The expectation of the resampled outcomes is unbaised for \({\rm E}_{F}[Y_{\cdot j}]\). Slightly more work gives: \[{\rm E}\left[{\rm Var}^'[Y^'_{\cdot j}]\right] = \frac{n-1}{n}\sigma^2_b + \frac{nn_i -1}{nn_i}\sigma^2_Z\]

Off diagonal of covariance

For the cross-terms with \(j\neq k\) we get: \[{\rm E}_{F^'}[Y_{I^'j}Y_{I^'k} | I^' = i] = \frac{1}{n_i(n_i-1)}\sum_{l \neq m} Y_{il}Y_{im}\] \[{\rm E}_{F^'}[Y_{I^'j}Y_{I^'k} | I^' = i] = \frac{1}{n_i^2}\sum_{l \neq m} Y_{il}Y_{im}\] for models (S1) and (S2).Given a particular data set the bootstrap(s) give \[{\rm Cov}_{F^'}[Y_{ij}Y_{ik}] = n^{-1} \sum_i(\bar{Y}_i - \bar{Y})^2 - \frac{1}{nn_i(n_i -1)}\sum_{ij} (Y_{ij} - \bar{Y}_i)^2\] \[{\rm Cov}_{F^'}[Y_{ij}Y_{ik}]=\frac{1}{n} (\bar{Y}_i - \bar{Y})^2\]

Off diagonal of covariance (cont)

for models (S1) and (S2) and this leads to: \[ {\rm E}[{\rm Cov}_{F^'}[Y_{ij}Y_{ik}]] = \frac{n-1}{n}\sigma^2_b - \frac{1}{nn_i} \sigma^2_Z\] \[ {\rm E}[{\rm Cov}_{F^'}[Y_{ij}Y_{ik}]] = \frac{n-1}{n}\sigma^2_b - \frac{n-1}{nn_i} \sigma^2_Z\]

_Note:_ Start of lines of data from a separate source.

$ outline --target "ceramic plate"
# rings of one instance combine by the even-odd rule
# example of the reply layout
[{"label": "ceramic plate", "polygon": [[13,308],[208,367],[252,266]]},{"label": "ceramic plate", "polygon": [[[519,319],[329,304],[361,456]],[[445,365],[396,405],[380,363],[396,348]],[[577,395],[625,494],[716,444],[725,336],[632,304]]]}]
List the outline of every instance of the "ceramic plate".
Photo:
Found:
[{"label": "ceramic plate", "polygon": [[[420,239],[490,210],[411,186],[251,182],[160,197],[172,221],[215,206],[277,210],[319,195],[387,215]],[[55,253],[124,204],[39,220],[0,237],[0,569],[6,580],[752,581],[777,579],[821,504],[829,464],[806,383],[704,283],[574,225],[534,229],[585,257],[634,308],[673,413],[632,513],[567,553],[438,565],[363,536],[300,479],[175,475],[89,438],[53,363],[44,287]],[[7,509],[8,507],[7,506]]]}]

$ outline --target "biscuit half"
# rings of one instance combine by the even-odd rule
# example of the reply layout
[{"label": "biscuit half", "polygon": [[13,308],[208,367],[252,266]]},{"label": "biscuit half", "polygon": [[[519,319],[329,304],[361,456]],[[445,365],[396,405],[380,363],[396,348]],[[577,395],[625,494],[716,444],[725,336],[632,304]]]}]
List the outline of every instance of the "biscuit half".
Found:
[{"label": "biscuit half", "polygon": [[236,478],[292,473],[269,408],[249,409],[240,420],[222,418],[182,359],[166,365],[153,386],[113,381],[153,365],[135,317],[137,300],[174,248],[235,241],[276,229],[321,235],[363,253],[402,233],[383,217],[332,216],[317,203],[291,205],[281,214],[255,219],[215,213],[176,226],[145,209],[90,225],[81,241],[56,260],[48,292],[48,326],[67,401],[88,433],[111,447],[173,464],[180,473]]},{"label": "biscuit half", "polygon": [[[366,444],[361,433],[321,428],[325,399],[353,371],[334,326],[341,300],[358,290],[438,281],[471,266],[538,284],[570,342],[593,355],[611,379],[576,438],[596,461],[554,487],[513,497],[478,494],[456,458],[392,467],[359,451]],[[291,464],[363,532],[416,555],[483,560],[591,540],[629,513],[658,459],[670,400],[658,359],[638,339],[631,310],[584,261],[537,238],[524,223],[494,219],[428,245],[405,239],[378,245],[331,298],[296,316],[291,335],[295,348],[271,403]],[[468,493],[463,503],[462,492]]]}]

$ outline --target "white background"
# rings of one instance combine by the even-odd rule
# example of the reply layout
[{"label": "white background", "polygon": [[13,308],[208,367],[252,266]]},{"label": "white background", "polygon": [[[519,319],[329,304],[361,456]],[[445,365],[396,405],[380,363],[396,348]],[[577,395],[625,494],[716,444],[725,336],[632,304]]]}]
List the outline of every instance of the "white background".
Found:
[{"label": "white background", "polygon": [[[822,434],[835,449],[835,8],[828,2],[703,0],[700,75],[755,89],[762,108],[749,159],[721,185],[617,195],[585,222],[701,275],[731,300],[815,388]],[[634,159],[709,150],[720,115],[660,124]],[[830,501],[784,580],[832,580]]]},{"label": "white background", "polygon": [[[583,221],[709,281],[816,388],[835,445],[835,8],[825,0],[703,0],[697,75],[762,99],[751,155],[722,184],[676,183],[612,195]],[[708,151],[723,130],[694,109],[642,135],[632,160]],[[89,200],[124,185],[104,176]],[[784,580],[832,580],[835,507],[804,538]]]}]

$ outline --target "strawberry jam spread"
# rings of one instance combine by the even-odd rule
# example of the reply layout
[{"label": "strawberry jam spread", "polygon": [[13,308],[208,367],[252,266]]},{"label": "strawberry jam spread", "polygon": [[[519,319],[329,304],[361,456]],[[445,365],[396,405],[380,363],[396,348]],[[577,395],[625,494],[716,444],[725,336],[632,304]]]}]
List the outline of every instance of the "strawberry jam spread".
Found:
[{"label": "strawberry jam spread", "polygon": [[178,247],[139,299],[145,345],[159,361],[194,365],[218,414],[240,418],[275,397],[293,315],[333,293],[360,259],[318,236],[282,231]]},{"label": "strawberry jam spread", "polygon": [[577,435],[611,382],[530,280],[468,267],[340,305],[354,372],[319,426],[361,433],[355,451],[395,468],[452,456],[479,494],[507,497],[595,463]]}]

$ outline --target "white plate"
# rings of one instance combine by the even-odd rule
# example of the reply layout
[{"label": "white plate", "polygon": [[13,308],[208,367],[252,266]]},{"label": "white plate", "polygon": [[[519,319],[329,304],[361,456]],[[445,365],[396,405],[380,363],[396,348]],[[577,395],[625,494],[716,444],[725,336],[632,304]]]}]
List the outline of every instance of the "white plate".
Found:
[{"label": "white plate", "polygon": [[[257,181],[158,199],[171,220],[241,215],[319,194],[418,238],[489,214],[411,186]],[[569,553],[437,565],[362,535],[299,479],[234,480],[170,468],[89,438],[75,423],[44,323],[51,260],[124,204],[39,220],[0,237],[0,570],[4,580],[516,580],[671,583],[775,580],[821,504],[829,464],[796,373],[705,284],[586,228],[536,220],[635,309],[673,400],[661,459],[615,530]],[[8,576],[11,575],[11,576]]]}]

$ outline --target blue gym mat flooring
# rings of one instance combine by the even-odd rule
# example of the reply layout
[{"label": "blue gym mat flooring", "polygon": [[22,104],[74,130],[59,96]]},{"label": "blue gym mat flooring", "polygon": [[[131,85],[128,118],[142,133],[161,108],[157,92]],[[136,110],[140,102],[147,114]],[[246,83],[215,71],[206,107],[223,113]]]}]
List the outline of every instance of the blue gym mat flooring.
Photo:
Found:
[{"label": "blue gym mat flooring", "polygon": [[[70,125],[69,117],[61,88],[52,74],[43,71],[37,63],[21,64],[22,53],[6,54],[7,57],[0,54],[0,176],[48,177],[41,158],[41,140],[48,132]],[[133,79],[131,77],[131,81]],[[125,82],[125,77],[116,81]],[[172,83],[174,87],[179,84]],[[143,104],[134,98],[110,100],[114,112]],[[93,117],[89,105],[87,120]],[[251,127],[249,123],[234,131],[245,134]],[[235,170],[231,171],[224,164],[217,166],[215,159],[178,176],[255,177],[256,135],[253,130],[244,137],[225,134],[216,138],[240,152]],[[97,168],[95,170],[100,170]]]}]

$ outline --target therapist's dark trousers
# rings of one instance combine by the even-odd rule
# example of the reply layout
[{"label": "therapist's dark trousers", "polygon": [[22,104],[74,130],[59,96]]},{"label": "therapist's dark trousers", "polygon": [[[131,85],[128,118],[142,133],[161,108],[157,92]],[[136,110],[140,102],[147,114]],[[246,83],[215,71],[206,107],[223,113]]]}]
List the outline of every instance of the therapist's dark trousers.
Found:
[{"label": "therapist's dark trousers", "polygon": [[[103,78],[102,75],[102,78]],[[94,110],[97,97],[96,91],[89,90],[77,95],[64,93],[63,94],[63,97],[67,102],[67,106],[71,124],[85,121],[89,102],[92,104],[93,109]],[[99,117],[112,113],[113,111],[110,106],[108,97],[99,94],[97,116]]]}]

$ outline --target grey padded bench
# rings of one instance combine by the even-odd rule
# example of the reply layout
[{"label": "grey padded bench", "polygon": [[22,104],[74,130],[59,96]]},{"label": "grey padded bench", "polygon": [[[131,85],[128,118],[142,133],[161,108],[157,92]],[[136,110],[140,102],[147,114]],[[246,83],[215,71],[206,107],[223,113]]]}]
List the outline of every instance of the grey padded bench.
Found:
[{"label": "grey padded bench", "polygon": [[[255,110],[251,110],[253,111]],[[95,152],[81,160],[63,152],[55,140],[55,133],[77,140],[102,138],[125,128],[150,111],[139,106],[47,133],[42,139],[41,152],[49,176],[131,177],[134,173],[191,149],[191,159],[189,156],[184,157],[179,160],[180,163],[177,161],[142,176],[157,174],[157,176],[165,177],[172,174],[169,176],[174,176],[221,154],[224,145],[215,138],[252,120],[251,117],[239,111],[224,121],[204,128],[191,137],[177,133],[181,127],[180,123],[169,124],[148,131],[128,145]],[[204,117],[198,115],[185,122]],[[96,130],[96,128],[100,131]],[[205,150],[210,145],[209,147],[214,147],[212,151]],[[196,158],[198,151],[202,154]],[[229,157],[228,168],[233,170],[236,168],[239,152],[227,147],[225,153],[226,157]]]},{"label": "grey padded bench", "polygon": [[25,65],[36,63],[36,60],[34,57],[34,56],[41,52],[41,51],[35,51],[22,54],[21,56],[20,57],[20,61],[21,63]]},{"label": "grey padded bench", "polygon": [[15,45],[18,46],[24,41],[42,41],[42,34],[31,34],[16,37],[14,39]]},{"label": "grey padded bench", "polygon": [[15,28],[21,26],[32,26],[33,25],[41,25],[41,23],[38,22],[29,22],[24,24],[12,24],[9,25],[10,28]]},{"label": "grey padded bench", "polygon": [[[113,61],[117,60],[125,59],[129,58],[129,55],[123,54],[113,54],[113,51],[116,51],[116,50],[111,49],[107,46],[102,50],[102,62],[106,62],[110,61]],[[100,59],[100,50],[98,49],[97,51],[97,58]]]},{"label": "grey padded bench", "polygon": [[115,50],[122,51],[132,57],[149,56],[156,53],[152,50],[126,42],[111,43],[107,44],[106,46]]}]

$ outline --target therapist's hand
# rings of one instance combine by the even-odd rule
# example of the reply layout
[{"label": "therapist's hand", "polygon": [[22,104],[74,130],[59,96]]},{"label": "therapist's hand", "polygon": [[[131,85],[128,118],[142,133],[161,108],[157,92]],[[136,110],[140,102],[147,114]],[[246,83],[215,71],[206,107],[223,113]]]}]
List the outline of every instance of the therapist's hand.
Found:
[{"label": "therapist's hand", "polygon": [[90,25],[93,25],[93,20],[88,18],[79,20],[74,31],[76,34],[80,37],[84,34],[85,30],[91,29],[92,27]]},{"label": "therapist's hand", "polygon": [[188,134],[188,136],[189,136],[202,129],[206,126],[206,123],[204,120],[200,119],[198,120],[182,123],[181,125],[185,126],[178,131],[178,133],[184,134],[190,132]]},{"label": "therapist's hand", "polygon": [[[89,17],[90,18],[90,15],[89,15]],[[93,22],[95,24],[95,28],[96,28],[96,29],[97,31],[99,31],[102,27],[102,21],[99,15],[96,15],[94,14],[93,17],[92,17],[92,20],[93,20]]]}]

Recall that this covariance is just \(\sigma^2_b\) in the true F; which formula above is the closest to that value?

Notes on vector outcomes

  • Resampling whole clusters leads to better reconstruction of the first two moments of \(F\)
  • Given that we didn't specify a within-cluster correlation structure, naively using a bootstrap that treats observations as i.i.d. within clusters seems unwise.
  • With observations \(\{Y_i, X_{i1}, X_{i2},X_{i3}\}\) you'd resample whole observations. Now we have e.g. \(\{Y_i, Y_{i2}, X_{i1}, X_{i2}\}\) ... so do the same.
  • If \(n_i\) is very large or \(\sigma^2\) is tiny, resampling within clusters won't hurt
  • The default nonparametric bootstrap resamples whole clusters. In R you will have to write this yourself.